Editor Collins returned from a 2,700-mile trip in a TT 3.2 DSG, and her raves about the transmission became almost tiresome in their fervent frequency. Well, now that we've all had a shot at DSG, Collins' solo has become a chorus of cheers for Audi's version of the manual automatic transmission.
Frankly, we'd almost written off the TT as an oldtimer, its once ground-breaking shape now so familiar a sight that it no longer tweaks our eyes or makes our hearts race. Plus, so many delectable new cars are being issued from Audi--S4, A6, A8, the upcoming A3 and Pikes Peak--that the little old TT was being overlooked.
It's now back in the limelight, though, with as exciting an engine/transmission match as we can remember experiencing. The 3.2-liter six produces a claimed 250 bhp, but it feels like a lot more. Even though it weighs just over 3,300 lb, the TT feels as light on its feet as a cheetah on the hunt, swiftly darting from corner to corner and sweeping through the apexes with the animal grip of quattro all-wheel drive. In an age when the driver is becoming more passenger than pilot, the TT completely connects you to the road in an intimate dance of power and handling.

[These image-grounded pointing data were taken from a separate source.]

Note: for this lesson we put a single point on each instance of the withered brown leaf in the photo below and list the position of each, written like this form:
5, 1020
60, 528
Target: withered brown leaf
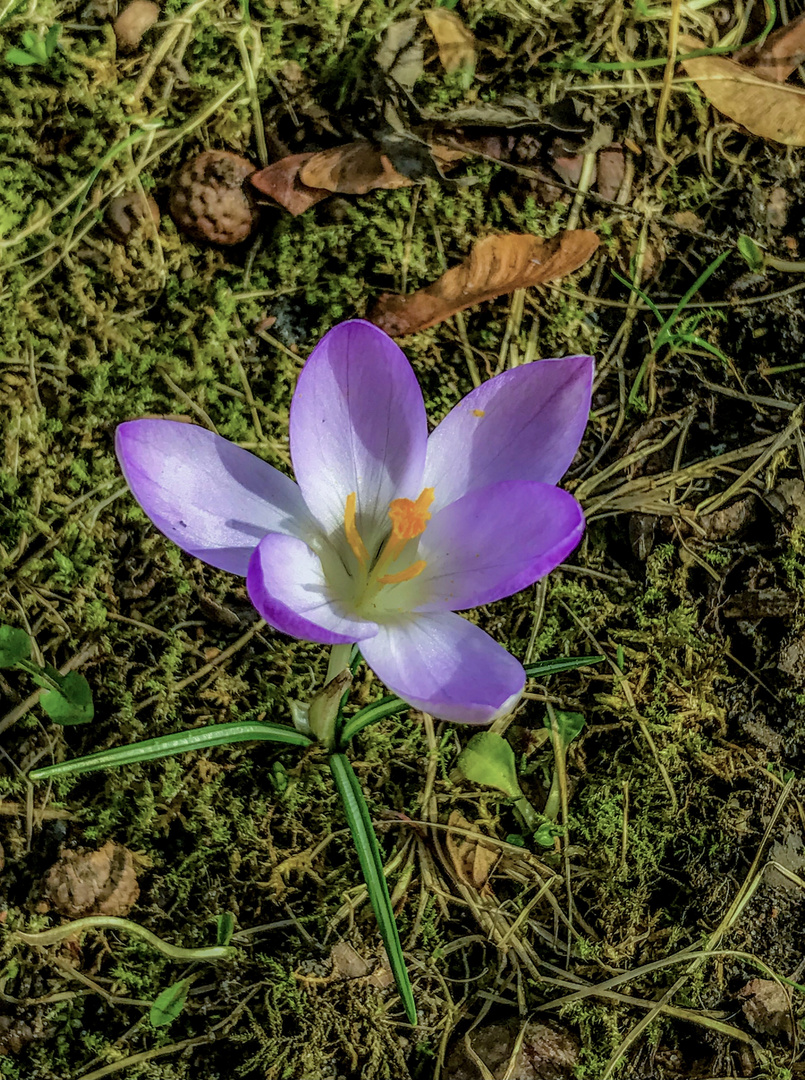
281, 183
779, 55
772, 110
472, 861
495, 266
351, 170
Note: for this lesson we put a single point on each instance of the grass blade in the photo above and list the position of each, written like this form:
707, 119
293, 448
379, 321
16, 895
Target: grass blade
179, 742
369, 855
373, 713
560, 664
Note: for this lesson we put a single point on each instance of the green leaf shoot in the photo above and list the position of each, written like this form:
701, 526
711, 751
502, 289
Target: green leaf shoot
179, 742
369, 856
71, 702
488, 759
14, 646
170, 1003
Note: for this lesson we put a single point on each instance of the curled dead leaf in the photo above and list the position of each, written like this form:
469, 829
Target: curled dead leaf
472, 861
351, 170
772, 110
495, 266
93, 882
780, 54
281, 183
455, 41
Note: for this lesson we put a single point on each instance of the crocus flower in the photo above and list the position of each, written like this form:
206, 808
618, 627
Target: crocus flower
388, 531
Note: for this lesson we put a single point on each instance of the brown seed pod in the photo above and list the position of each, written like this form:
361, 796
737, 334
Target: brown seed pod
209, 201
133, 22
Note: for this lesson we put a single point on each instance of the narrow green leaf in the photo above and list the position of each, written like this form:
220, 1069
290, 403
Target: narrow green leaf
750, 252
369, 855
170, 1003
377, 711
488, 759
568, 726
51, 39
56, 934
71, 703
14, 645
225, 928
560, 664
179, 742
19, 57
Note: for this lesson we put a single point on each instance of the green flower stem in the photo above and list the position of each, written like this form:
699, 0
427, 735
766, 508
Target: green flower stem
179, 742
41, 675
369, 855
338, 661
110, 922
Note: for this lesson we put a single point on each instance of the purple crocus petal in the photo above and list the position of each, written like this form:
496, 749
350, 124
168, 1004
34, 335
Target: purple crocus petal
358, 423
522, 424
446, 666
286, 584
209, 496
494, 542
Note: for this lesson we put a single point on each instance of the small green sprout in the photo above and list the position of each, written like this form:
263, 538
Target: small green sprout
36, 50
170, 1003
68, 699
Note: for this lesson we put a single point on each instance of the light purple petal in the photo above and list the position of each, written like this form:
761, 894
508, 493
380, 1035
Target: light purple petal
494, 542
286, 584
358, 423
209, 496
446, 666
522, 424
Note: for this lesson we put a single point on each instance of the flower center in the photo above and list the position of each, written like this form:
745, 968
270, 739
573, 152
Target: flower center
408, 521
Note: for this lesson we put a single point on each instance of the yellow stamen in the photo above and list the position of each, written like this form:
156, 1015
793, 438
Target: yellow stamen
353, 537
413, 571
408, 521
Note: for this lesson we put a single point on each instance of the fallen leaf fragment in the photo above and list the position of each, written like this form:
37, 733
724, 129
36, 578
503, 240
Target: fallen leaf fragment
495, 266
93, 882
401, 57
472, 861
281, 183
351, 170
456, 43
779, 55
772, 110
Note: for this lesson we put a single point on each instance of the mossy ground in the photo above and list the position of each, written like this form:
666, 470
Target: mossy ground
686, 781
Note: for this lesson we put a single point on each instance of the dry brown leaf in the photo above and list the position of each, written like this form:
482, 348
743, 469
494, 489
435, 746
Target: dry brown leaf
351, 170
456, 43
495, 266
93, 882
281, 183
772, 110
347, 961
472, 861
779, 55
358, 167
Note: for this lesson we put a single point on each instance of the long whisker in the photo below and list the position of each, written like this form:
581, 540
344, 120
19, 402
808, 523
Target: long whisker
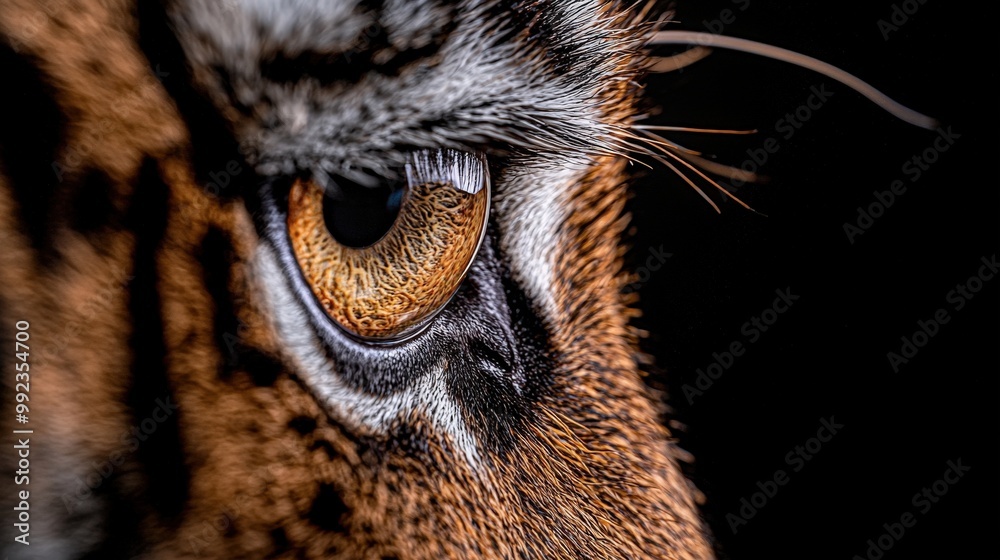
689, 182
770, 51
661, 64
727, 171
667, 151
712, 182
689, 129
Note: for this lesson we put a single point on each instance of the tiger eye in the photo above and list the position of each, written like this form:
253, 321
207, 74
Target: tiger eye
391, 288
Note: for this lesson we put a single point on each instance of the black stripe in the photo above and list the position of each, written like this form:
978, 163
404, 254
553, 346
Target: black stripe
31, 133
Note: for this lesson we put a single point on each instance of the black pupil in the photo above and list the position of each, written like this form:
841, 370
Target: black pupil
358, 216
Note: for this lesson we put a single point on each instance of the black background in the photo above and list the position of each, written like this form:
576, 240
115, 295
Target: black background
827, 356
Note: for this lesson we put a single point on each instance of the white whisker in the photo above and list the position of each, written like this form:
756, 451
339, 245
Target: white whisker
777, 53
663, 64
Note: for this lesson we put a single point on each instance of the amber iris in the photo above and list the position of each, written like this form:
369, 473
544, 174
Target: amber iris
391, 288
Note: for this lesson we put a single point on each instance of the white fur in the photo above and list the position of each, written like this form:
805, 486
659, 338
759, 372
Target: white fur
363, 412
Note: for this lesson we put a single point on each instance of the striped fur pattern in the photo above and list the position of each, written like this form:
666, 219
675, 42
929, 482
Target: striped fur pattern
190, 403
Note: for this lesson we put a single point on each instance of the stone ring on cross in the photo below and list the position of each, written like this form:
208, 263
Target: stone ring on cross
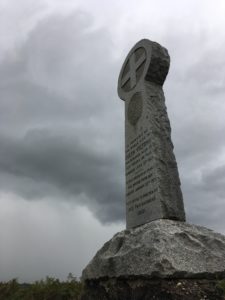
147, 60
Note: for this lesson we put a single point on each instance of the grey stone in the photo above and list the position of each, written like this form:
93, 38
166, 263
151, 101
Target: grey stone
160, 249
152, 180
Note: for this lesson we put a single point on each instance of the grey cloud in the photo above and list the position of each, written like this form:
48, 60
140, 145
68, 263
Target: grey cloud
58, 110
49, 164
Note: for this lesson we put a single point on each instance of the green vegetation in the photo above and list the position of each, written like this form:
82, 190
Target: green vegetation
48, 289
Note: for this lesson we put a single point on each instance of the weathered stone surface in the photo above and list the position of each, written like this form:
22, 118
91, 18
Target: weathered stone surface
152, 180
148, 289
161, 249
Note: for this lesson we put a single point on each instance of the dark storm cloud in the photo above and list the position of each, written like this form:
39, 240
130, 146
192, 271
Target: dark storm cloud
56, 122
61, 121
45, 163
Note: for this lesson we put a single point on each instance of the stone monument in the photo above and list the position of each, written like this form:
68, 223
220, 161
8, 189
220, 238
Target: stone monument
158, 256
152, 180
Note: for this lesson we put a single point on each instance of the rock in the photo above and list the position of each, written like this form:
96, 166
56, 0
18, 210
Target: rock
160, 249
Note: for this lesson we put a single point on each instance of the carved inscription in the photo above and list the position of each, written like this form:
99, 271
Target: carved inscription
152, 179
135, 109
141, 181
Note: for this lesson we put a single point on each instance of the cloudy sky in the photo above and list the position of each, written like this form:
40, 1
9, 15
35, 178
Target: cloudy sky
62, 124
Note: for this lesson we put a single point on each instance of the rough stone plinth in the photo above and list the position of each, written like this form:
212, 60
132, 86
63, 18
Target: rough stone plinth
152, 180
160, 249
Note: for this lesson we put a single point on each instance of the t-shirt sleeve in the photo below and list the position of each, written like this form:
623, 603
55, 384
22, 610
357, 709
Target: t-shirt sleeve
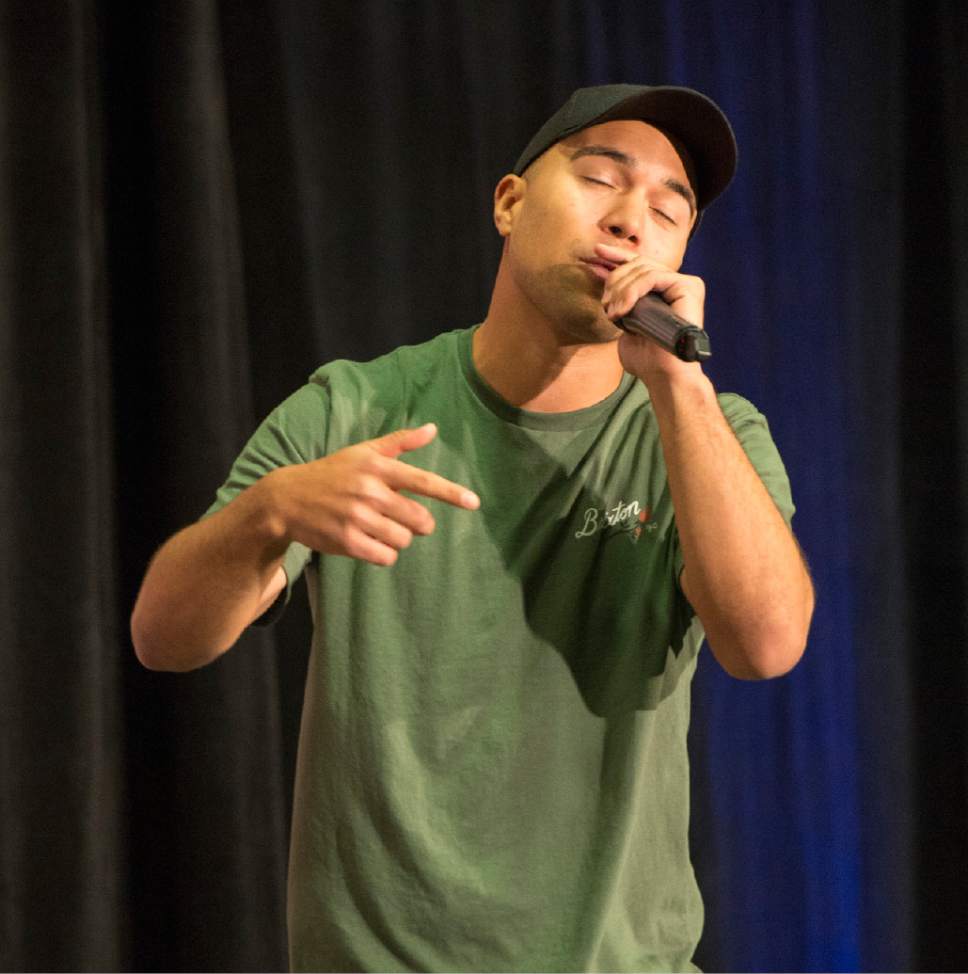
294, 432
753, 433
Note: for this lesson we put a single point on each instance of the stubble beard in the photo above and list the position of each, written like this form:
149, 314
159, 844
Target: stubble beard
573, 303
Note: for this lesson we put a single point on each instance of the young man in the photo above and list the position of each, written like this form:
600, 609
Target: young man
492, 770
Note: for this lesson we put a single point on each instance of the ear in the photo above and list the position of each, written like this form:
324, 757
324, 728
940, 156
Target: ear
507, 195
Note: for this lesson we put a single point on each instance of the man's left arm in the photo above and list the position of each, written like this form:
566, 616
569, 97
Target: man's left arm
744, 573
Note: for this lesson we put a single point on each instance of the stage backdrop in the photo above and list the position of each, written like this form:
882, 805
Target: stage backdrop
201, 201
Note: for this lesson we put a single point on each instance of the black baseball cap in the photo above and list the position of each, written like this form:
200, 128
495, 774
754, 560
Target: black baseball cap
696, 121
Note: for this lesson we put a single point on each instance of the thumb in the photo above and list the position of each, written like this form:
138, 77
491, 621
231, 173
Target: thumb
400, 441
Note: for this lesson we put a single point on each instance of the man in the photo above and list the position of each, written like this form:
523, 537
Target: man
492, 771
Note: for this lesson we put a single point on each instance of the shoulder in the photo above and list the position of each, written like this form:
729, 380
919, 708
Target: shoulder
398, 368
367, 399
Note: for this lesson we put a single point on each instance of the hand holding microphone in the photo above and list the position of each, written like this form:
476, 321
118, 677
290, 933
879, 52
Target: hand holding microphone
651, 315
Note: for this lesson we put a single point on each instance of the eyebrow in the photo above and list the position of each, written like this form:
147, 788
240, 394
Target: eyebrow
624, 159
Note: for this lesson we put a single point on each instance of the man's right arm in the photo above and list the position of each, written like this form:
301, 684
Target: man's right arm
212, 579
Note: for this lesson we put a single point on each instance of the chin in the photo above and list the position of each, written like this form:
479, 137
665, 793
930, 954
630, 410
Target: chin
593, 329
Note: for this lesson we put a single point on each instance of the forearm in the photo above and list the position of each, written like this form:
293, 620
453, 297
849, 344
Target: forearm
744, 573
207, 583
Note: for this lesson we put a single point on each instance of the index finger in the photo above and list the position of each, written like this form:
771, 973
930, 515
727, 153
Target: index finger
404, 476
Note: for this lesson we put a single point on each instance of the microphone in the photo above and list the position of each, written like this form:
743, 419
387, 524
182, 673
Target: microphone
654, 319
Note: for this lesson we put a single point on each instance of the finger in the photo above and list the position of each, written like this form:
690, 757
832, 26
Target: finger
358, 544
380, 527
403, 476
400, 441
620, 297
411, 514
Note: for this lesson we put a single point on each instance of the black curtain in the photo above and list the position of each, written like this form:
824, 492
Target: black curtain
200, 201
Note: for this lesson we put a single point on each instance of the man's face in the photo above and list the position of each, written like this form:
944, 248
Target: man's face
621, 183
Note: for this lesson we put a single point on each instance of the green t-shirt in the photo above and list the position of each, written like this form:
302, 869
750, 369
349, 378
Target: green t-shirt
492, 770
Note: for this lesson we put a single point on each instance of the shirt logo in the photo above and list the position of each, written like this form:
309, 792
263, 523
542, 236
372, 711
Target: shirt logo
629, 519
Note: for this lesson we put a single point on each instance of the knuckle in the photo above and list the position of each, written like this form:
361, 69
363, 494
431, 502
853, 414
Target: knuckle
356, 511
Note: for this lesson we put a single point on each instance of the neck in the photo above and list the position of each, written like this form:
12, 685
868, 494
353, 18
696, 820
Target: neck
525, 359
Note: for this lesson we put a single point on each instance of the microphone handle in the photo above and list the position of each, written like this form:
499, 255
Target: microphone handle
654, 319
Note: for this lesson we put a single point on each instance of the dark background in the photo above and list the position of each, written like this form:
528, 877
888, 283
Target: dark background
201, 201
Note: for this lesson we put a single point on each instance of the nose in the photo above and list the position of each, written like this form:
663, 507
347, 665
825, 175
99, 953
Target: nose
624, 220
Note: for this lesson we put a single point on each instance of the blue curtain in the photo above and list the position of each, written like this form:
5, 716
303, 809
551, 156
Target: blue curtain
201, 200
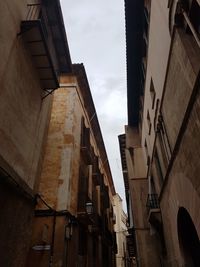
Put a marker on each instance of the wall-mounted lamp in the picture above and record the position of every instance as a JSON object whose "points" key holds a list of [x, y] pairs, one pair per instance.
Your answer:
{"points": [[89, 208], [68, 230]]}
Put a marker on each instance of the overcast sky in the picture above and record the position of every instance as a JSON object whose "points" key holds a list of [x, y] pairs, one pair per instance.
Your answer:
{"points": [[96, 37]]}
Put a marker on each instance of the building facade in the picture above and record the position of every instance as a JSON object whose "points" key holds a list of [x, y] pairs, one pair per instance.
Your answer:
{"points": [[31, 62], [73, 223], [159, 150], [121, 232]]}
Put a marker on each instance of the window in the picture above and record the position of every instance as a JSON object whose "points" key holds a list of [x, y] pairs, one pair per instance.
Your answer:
{"points": [[149, 122]]}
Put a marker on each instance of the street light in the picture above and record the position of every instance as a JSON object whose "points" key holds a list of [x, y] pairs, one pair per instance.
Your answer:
{"points": [[89, 207]]}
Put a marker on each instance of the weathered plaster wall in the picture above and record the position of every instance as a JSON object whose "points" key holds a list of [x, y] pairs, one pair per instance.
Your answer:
{"points": [[157, 58], [183, 70], [183, 187], [23, 114], [61, 162]]}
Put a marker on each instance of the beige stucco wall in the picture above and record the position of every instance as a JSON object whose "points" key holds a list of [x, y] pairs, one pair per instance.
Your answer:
{"points": [[157, 58], [59, 180], [181, 78], [147, 251], [121, 231], [23, 114], [183, 188]]}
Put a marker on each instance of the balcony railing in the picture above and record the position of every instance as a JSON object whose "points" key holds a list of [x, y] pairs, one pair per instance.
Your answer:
{"points": [[152, 202]]}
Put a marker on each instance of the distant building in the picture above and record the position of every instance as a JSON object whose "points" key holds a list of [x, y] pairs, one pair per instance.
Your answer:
{"points": [[33, 52], [160, 148], [121, 231], [73, 223]]}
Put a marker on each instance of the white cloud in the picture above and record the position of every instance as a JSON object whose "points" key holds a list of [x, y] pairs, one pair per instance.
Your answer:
{"points": [[96, 37]]}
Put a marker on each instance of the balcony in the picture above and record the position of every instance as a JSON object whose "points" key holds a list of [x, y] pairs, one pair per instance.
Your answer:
{"points": [[43, 31], [153, 209]]}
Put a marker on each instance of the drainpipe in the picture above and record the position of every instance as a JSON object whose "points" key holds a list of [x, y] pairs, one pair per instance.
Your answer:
{"points": [[52, 240]]}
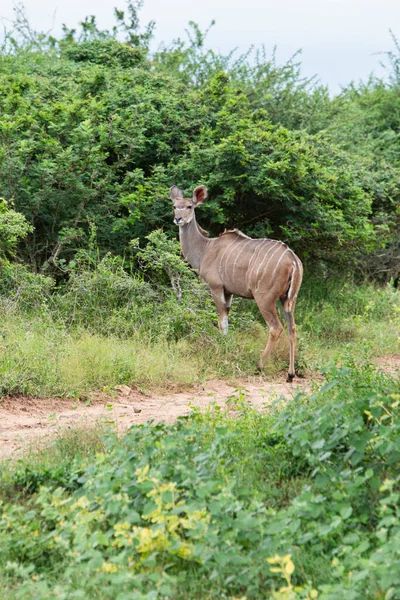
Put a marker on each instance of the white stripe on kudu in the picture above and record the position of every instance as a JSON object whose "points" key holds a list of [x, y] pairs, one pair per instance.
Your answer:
{"points": [[253, 260], [223, 254], [266, 266], [238, 240], [239, 253], [265, 256], [277, 264]]}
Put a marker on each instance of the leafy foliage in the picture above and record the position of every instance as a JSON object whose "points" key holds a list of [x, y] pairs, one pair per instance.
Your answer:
{"points": [[95, 129], [225, 506]]}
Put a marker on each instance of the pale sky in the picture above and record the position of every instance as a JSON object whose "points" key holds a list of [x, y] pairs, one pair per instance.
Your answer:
{"points": [[340, 39]]}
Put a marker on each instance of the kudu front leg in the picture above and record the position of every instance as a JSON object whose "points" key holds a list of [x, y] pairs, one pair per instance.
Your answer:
{"points": [[289, 318], [223, 307]]}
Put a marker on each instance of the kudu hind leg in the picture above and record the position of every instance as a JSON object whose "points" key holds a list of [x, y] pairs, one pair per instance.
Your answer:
{"points": [[289, 318], [275, 329], [223, 308]]}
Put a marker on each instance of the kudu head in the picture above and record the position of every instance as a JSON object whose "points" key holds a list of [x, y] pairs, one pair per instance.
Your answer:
{"points": [[184, 207]]}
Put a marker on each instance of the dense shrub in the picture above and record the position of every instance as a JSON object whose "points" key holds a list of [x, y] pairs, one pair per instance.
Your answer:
{"points": [[204, 507]]}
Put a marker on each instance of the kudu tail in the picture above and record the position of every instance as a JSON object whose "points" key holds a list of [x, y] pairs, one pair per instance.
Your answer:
{"points": [[294, 286]]}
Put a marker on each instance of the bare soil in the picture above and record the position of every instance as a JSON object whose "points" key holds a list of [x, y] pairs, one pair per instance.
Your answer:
{"points": [[24, 420]]}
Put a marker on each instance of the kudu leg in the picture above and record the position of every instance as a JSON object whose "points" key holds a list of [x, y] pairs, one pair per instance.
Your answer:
{"points": [[223, 307], [289, 318], [268, 311]]}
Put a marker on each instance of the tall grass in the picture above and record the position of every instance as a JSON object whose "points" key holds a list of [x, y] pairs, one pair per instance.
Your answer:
{"points": [[108, 327]]}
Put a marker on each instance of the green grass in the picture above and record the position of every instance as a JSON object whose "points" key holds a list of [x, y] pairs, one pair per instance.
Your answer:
{"points": [[196, 510], [46, 351]]}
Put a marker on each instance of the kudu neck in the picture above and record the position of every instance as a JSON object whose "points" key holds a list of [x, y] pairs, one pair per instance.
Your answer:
{"points": [[193, 243]]}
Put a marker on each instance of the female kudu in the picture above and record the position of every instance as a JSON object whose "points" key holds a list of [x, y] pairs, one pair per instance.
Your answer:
{"points": [[234, 264]]}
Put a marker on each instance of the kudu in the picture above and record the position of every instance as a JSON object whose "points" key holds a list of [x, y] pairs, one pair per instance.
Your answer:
{"points": [[234, 264]]}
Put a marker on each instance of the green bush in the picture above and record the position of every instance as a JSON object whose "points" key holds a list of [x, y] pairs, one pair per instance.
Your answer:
{"points": [[202, 508]]}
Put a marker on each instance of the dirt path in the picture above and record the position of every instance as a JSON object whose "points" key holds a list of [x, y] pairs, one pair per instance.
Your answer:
{"points": [[23, 420]]}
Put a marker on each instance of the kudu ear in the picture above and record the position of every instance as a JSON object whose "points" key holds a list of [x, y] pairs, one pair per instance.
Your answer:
{"points": [[199, 195], [175, 193]]}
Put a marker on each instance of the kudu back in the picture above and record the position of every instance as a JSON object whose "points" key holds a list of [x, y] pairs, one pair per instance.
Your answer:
{"points": [[236, 265]]}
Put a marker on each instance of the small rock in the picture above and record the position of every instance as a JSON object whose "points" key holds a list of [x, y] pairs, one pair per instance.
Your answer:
{"points": [[124, 389]]}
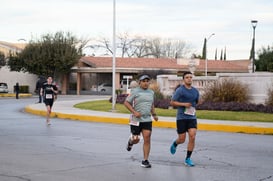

The TT competes in a tough league--Z4, Boxster, SLK, SC420--but it offers a driving experience quite distinctive from its rivals. It's more nimble and, with the newly offered 3.2-liter engine, offers the most direct connection between your right foot and the power curve. Simply stated, the TT 3.2 DSG is a hoot to drive, never hinting that it wants the fun to stop. The shift paddles, which turn along with the steering wheel, are placed so that your hands want to stay in the best areas for quick twists and corrections, or you can one-hand it and use the stick in the tunnel console. The steering rack's close ratios only add to the car's precision dynamics, which are keen-edged as a finely stropped razor.
Not much has changed inside the car since its debut, but there was little wrong with it anyway. In the 3.2, buttery leather upholstery is among a long list of standard amenities, which earn the car bargain status despite its $39,900 base price. Ours stickered for $42,565 thanks to a Bose sound system and 18-in. wheel/tire package, but that's a more than reasonable price for one of the most exciting "driver's" cars available in America. Congratulations to Audi for winning our 2004 Grand Prix.
"This car should win based on the gearbox and engine combo alone."
"More luxury suspension than sporty, though without being mushy."
"I never much cared for the TT coupe, but the marriage of the 3.2 and DSG comes closer to the F1 experience than anything else."
"Interior ergonomics hampered by space limitations. Poor armrest location on door, and right leg continuously bashes center console."
"Despite its low-slung look, you can adjust the seats right down to the floor for plenty of headroom."
"A bit of a choppy ride over less than perfect tarmac but still compliant overall. Forgivable because it's so much fun."
"Whether you use the shift paddles, keep it in automatic or pop it into Sport mode, DSG makes the TT a blast to drive."